Fluent dreaming for language models (AI interpretability method)
My coworkers at Confirm Labs and I recently posted a paper on fluent dreaming for language models! arXiv link. We have a companion page here demonstrating the code. We also have a demo Colab notebook here.
Dreaming, aka “feature visualization,” is a interpretability approach popularized by DeepDream that involves optimizing the input of a neural network to maximize an internal feature like a neuron’s activation. We adapt dreaming to language models.

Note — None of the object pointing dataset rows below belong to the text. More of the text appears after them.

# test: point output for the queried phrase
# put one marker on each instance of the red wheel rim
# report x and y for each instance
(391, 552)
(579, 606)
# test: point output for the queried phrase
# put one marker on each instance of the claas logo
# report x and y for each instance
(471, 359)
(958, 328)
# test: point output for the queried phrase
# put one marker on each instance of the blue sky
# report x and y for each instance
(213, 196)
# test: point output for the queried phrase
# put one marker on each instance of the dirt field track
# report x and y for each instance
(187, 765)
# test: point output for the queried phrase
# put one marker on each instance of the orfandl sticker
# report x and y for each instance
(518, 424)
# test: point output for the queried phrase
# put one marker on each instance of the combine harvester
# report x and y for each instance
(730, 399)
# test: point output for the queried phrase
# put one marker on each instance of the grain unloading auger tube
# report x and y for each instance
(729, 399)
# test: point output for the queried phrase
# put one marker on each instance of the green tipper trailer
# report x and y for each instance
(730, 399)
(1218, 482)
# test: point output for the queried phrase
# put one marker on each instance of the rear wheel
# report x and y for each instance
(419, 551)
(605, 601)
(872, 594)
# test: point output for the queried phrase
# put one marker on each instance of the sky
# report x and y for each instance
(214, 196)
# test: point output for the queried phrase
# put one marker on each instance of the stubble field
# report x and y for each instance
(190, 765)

Past dreaming work almost exclusively works with vision models because the inputs are continuous and easily optimized. Language model inputs are discrete and hard to optimize. To solve this issue, we adapted techniques from the adversarial attacks literature (GCG, Zou et al 2023). Our algorithm, Evolutionary Prompt Optimization (EPO), optimizes over a Pareto frontier of activation and fluency:
In the paper, we compare dreaming with max-activating dataset examples, demonstrating that dreaming achieves higher activations and similar perplexities to the training set. Dreaming is especially exciting because some mildly out-of-distribution prompts can reveal details of a circuit. For example, Pythia-12B layer 10, neuron 5 responds very strongly to “f. example”, “f.ex.” and “i.e” but responds even more strongly to “example f.ie.”, a phrase the model has probably never seen in training.
Like max-activating dataset examples, language model dreams will be hard to interpret in the face of polysemanticity. We would be excited about applying dreaming to more monosemantic feature sets resulting from dictionary learning/sparse autoencoders.
We also think algorithms like EPO will also be useful for fluent algorithmic redteaming. We are working on that now!